Viewport 2.0 Enhancements
With the addition of high-quality depth sorting, together with support for image planes and animation ghosting, Viewport 2.0 now offers a more functionally complete high-performance, high- quality viewport. With Viewport 2.0, artists can evaluate their work in a higher fidelity interactive environment in order to make better creative decisions. In addition, the same hardware rendering technology can be used to batch render larger-than-screen-size frames, producing high-quality animatics and previsualizations in less time.
New Node Editor
A new Node Editor with three different levels of detail helps artists and technical directors to more easily create, edit, and debug node networks. Drag-and-drop connection editing reduces dependence on the Connection Editor, enabling nodes to be rewired in a more intuitive environment, while color coding for different data types provides helpful information at a glance.
Bullet Physics
Artists can now use the high-performance open source AMD Bullet Physics engine to simulate both soft and rigid bodies in a single system. Featuring discrete and continuous 3D collision detection, Bullet enables artists working in both game development and visual effects to create highly realistic simulations of cloth, rope, deformable objects, and ragdoll skeletons. Bullet is available on
Microsoft® Windows® (64-bit only), Linux®, and Mac OS® X operating systems; OpenCL
acceleration on Windows and Linux offers additional performance benefits on those platforms.
Heat Map Skinning
Initial binding of geometry to skeletons can now be more accurate, requiring less manual refinement from the artist, thanks to a new Heat Map Skinning method that is better able to assign skin to the intended bone as opposed to an adjacent but unrelated one.
Trax Clip Matching
Artists can now more easily visualize how motions within two or more Trax clips match in order to adjust how they blend together. Clip Ghosts enable animators to view the start and end frames of clips as skeletal wireframes in the 3D view; clips can be manually matched with the help of these visual cues, or automatically matched using a choice of options for translation and rotation.
Alembic Caching
Supporting the new Open Data initiative, Maya artists can now read and write the Alembic open computer graphics interchange framework format. Codeveloped by Sony Pictures Imageworks Inc. and Lucasfilm Ltd., Alembic distills complex animated and simulated data into application- independent baked geometry.
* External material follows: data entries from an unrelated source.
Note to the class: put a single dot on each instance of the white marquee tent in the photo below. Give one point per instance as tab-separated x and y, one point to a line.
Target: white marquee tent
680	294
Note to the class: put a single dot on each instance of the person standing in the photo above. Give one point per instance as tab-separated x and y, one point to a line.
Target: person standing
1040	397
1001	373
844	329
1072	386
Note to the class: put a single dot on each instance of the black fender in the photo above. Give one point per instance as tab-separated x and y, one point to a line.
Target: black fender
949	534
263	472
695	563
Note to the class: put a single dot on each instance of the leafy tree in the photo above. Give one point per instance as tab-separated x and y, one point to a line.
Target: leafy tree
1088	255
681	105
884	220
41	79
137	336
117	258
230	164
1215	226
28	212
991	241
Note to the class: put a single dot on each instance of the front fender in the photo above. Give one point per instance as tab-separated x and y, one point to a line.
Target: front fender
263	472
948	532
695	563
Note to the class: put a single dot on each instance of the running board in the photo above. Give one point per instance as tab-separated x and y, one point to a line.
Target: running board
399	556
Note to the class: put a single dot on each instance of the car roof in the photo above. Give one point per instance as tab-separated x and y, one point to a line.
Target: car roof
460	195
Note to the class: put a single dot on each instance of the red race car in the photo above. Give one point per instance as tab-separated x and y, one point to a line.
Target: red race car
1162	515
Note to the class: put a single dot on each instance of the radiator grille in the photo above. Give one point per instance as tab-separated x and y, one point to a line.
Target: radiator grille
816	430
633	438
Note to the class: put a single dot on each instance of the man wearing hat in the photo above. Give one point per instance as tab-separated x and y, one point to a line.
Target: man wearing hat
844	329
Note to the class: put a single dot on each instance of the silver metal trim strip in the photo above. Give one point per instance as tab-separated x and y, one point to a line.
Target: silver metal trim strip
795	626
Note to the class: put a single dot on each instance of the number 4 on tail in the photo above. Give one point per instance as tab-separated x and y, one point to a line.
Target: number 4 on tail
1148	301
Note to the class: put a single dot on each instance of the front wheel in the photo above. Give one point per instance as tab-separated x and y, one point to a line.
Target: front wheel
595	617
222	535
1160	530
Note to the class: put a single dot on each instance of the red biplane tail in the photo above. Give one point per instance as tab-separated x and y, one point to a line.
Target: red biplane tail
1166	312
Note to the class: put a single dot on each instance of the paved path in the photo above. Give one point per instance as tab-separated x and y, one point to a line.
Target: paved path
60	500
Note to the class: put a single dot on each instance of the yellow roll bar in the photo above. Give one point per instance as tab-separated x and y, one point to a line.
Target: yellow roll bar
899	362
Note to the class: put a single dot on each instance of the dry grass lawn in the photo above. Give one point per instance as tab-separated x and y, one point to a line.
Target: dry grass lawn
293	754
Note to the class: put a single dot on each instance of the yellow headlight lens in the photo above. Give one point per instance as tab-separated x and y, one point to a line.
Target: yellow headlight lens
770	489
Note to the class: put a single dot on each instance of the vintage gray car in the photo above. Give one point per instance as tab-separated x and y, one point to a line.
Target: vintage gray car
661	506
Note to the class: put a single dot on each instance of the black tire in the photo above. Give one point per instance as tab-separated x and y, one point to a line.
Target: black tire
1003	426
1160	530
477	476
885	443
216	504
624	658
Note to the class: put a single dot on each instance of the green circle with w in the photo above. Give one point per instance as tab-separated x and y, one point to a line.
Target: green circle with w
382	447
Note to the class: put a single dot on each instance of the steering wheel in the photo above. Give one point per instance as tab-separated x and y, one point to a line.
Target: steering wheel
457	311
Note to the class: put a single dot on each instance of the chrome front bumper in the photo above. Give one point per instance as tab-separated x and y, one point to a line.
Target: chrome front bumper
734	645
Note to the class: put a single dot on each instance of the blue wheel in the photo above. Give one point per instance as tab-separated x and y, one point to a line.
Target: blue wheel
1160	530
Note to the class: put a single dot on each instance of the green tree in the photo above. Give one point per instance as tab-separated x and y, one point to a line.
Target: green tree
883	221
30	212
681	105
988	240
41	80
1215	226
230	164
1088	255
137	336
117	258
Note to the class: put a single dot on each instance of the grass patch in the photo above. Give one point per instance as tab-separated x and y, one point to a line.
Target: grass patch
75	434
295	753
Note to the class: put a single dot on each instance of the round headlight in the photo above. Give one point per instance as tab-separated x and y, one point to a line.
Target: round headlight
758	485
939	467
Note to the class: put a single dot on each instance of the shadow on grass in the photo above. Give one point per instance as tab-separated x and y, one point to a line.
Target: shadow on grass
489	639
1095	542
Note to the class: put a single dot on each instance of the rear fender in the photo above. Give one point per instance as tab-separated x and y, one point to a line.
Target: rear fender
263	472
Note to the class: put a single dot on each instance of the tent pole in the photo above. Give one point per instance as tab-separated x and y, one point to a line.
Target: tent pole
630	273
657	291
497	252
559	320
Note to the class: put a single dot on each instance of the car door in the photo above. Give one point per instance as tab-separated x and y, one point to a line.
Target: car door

As a result, massive datasets can be more easily passed between disciplines—as an example, animation and lighting—helping reduce the overhead and loss of interactivity associated with transferring fully editable scene data.
ATOM Animation Transfer
Now artists can transfer animation between characters via the new ATOM (Animation Transfer Object Model) offline file format—another element of the new Open Data initiative. ATOM natively supports keyframes, constraints, animation layers, and Set Driven Keys, enables artists to more easily repurpose existing animation data as new characters are created.
File Referencing Workflow Enhancements
Artists can now more easily segment their scenes to work in parallel and better manage complexity, thanks to targeted improvements to both the user interface and the underlying architecture for ile referencing that contribute to the new Open Data initiative. As a result, file referencing is now a more natural and intuitive part of the Maya workflow.
Graph Editor Enhancements
Animators will appreciate the increased efficiency resulting from enhancements to the Graph Editor: a new interactive Retime tool, and a stepped preview mode for pose-to-pose animation.
HumanIK Enhancements
A number of enhancements to the HumanIK® feature set help animators more easily take advantage of its powerful bipedal character rigging and animation tools: the ability to map and retarget HumanIK animation to and from a custom rigged character; a unified character context for increased usability; character views that can be customized to fit specific requirements; continuous rig alignment during manipulation and playback; and greater control over Roll Bone influences.